A COVID-19 vaccine that could work against multiple variants of the coronavirus – developed by US biotech Gritstone bio – has generated encouraging immune response data in its first clinical trial.
The new vaccine differs from the currently approved shots because it delivers antigens for both the spike protein and other proteins found in SARS-CoV-2.
That could mean it is less susceptible to the loss of efficacy to vaccines that can occur when there are changes in the spoke protein – as witnessed with the new Omicron variant.
The results of the CORAL-BOOST are only in a few patients, but showed strong increases in neutralising antibody levels when Gritstone’s shot given as a booster after two doses of AstraZeneca’s Vaxzevria given as a primary course.
It also stimulated broad CD8+ T cell responses against the non-spike proteins, and boosted pre-existing responses against spike generated by AZ’s jab.
The focus on non-spike proteins is important “because the other proteins differ much less between the variants of SARS-CoV-2 than the spike protein, so we would expect a better degree of cross-protection against different variants,” commented Prof Charles Bangham, an immunology specialist at Imperial College London, who wasn’t involved in the trial.
samRNA vaccines instruct the body to make large amounts of mRNA, which in turn generates the protein antigens, and that means only a small dose is necessary, stretching supplies further.
It will now move into a larger 120-patient stage of the study, with the hope of advancing quickly into pivotal trials and getting a green light for use in booster campaigns.
The study in 20 people aged over 60 was run by the National Institute of Health Research Manchester Clinical Research Facility (NIHR Manchester CRF). Lead investigator Prof Andrew Ustianowski said the results are important because it is increasingly apparent that T cell immunity is an important factor in generating durable immunity with COVID-19 vaccines.
“We believe this vaccine, as a booster, will elicit strong, durable, and broad immune responses, which may well be likely to be critical in maintaining protection of this vulnerable elderly population who are particularly at risk of hospitalisation and death,” he said.

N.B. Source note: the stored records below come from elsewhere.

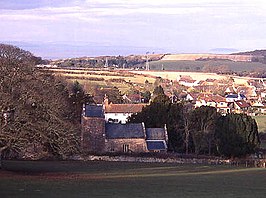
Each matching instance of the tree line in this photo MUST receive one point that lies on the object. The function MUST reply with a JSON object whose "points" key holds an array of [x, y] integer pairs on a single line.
{"points": [[201, 131], [38, 114]]}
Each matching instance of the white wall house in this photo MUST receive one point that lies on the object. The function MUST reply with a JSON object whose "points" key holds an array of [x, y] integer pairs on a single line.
{"points": [[119, 113]]}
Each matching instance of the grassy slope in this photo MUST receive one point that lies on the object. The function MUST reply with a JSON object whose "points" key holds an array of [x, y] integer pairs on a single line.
{"points": [[118, 179], [198, 65]]}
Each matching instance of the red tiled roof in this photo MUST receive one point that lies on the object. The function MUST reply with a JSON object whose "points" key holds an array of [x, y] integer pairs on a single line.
{"points": [[124, 108], [242, 104], [212, 98]]}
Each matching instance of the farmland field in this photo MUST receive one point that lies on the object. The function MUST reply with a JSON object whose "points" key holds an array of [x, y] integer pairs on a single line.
{"points": [[121, 179], [189, 65]]}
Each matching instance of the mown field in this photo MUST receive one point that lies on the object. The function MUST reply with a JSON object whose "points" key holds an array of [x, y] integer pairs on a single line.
{"points": [[121, 179], [178, 65]]}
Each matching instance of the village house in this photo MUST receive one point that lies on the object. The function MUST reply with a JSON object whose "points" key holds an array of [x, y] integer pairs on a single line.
{"points": [[99, 136], [212, 100], [241, 106], [235, 97]]}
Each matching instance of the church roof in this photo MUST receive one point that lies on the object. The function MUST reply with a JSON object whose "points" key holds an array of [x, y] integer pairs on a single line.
{"points": [[123, 131], [156, 145], [155, 133]]}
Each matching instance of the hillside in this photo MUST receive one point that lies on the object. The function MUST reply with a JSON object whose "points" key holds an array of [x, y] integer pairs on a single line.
{"points": [[252, 53], [194, 57]]}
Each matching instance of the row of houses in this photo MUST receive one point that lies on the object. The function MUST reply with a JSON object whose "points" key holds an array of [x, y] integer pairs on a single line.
{"points": [[231, 103]]}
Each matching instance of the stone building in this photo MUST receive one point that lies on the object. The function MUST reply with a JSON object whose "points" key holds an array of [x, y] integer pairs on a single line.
{"points": [[99, 136]]}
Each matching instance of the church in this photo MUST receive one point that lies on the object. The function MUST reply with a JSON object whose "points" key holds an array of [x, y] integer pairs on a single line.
{"points": [[100, 136]]}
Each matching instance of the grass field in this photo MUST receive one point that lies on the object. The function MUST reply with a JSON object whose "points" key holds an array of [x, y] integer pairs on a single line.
{"points": [[180, 65], [121, 179]]}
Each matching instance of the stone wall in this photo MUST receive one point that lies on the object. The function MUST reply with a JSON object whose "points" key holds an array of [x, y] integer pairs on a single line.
{"points": [[135, 145], [93, 134]]}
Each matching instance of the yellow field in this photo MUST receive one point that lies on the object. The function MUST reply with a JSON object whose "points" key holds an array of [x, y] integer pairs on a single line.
{"points": [[172, 75]]}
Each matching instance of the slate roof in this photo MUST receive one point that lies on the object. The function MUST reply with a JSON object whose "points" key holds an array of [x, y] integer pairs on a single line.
{"points": [[155, 133], [124, 108], [156, 145], [94, 111], [123, 131]]}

Another commentator, retired consultant in communicable disease control Dr Peter English, said while it is hard to gauge the significance of the results yet, they are encouraging.
“With new variants – like Omicron and B.1.640.2 – constantly evolving, vaccines that can more effectively prevent illness caused by variants of the virus may well have a place in our future armoury,” he added.
“Whether this particular vaccine will be such a vaccine – or will make it to market, be approved by regulators, and be widely used – will not become clear for some time,” continued English.
“But it may be; and if it doesn’t other novel vaccines with similar benefits may well take on this role.”